The report was released Thursday by the Commonwealth Fund and George Washington University’s Milken Institute School of Public Health. It assumes Congress will gut two key provisions of the Affordable Care Act — subsidies that help low- and moderate-income people pay for coverage and Medicaid expansion — and that Congress won’t put a replacement plan in place.
If that happens, it would set off a chain reaction that could cost America an estimated 2.6 million jobs in 2019 alone, the report said. And these losses could rise to nearly 3 million by 2021.
The federal government funds both state Medicaid expansion programs and the Obamacare premium subsidies. This money eventually flows to insurers and providers, including hospitals, clinics, pharmacies and other medical facilities. It’s used to purchase medical equipment and other goods and to pay staff and vendors.
When these funds are cut, insurers and providers could be forced to cut staff and may not be able to afford to pay their vendors. And those former workers now have less spending power — triggering ripple effects throughout the economy.
That means state and local governments wouldn’t be able to collect as much in tax revenue. The report estimates the fallout could be about $48 billion of forgone tax revenue over the course of five years.
“There have been other analyses that point out that a lot of people will lose their insurance [if Obamacare is repealed], but people have not discussed this broader economic impact,” Leighton Ku, the report’s lead author, told CNNMoney.
“The incoming administration is ‘pro-growth,’ but it causes concerns that one of the first things that comes up on the agenda is something that is anti-growth and will actually cost millions of jobs,” Ku added.

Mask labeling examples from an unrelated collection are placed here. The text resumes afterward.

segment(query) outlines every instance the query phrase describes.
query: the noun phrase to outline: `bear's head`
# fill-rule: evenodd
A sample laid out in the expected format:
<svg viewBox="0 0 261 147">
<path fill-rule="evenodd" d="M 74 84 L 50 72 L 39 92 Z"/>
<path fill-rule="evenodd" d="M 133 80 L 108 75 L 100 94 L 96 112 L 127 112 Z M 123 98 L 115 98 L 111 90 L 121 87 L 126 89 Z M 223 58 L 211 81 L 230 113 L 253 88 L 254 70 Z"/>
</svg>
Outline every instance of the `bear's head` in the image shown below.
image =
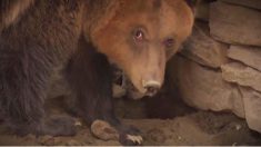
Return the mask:
<svg viewBox="0 0 261 147">
<path fill-rule="evenodd" d="M 192 2 L 114 0 L 92 27 L 91 42 L 140 92 L 153 95 L 163 84 L 168 59 L 191 33 Z"/>
</svg>

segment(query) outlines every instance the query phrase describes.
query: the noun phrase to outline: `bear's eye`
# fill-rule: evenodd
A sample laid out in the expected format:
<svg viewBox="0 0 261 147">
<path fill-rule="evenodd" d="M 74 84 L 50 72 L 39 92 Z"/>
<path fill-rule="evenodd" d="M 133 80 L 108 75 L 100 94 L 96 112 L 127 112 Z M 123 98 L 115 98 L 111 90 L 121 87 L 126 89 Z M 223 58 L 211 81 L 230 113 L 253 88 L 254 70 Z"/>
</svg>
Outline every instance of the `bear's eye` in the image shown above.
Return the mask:
<svg viewBox="0 0 261 147">
<path fill-rule="evenodd" d="M 142 41 L 143 38 L 144 38 L 144 33 L 143 33 L 142 30 L 137 30 L 137 31 L 134 32 L 134 39 L 135 39 L 137 41 Z"/>
<path fill-rule="evenodd" d="M 173 39 L 173 38 L 165 39 L 164 46 L 165 46 L 167 48 L 170 48 L 170 47 L 172 47 L 173 45 L 174 45 L 174 39 Z"/>
</svg>

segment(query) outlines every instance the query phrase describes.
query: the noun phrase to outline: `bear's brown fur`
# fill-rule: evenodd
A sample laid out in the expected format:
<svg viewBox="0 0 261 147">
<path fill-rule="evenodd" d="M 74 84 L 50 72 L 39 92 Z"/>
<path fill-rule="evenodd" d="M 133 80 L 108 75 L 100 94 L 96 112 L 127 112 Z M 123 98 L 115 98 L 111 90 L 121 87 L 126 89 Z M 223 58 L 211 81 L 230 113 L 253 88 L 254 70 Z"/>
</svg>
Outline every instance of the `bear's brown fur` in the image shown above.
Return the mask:
<svg viewBox="0 0 261 147">
<path fill-rule="evenodd" d="M 43 110 L 50 77 L 63 66 L 87 122 L 106 120 L 122 144 L 133 145 L 128 135 L 139 131 L 120 124 L 113 112 L 110 63 L 141 92 L 154 94 L 167 60 L 191 32 L 193 13 L 185 2 L 3 0 L 0 108 L 7 122 L 19 134 L 74 134 L 71 118 L 50 118 Z"/>
</svg>

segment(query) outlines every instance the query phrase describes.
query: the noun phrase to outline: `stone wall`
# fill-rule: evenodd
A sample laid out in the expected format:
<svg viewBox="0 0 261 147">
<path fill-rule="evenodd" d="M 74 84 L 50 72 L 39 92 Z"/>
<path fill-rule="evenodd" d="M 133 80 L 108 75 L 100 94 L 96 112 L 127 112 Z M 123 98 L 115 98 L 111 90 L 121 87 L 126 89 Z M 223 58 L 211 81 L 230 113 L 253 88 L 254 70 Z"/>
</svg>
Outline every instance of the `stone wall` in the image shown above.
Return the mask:
<svg viewBox="0 0 261 147">
<path fill-rule="evenodd" d="M 203 2 L 182 51 L 169 65 L 183 100 L 229 110 L 261 133 L 261 0 Z"/>
</svg>

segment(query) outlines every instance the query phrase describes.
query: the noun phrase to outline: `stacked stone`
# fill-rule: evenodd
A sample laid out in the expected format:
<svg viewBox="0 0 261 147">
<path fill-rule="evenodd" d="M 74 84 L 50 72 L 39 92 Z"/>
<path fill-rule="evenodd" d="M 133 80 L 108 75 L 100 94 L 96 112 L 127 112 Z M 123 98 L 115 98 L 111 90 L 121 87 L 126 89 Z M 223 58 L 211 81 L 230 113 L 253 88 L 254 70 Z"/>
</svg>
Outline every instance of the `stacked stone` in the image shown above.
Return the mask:
<svg viewBox="0 0 261 147">
<path fill-rule="evenodd" d="M 230 110 L 261 133 L 261 0 L 201 7 L 201 21 L 170 62 L 171 81 L 190 106 Z"/>
</svg>

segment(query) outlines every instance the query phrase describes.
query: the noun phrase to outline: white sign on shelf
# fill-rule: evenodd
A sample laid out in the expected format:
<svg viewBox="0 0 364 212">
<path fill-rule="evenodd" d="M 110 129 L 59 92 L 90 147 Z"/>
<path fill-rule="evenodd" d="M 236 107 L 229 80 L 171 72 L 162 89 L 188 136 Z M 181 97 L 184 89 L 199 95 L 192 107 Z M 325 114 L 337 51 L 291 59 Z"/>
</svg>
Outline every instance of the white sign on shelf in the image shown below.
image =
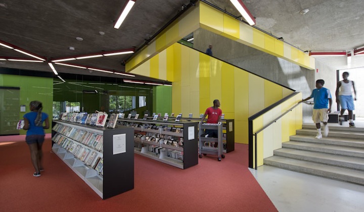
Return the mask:
<svg viewBox="0 0 364 212">
<path fill-rule="evenodd" d="M 126 134 L 113 135 L 113 154 L 126 152 Z"/>
<path fill-rule="evenodd" d="M 195 127 L 189 127 L 189 140 L 195 139 Z"/>
</svg>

There is, of course, the chance that Congress won’t implement a repeal until there’s a replacement plan in place. Joe Antos, a health policy expert at American Enterprise Institute, said it’s “unrealistic” to assume otherwise.
If anything, Antos said he thinks Congress will wind up approving more federal health care spending, not less — but Republicans will likely divert funds away from certain spending practices they disdain, such as the Medicaid expansion.
But if Congress’ replacement for Obamacare does involve more spending, it could blow a massive hole in the federal budget.
A separate report by the bipartisan Committee for a Responsible Federal Budget found it would cost $350 billion to do away with the coverage provisions, taxes and Medicare expansion implemented by Obamacare — and that doesn’t include the cost of a replacement measure.
As of now, it’s all hypothetical. Republicans have yet to reach an agreement on the timing of the repeal, and the party does not appear to be close to reaching a consensus on how to replace the health reform law.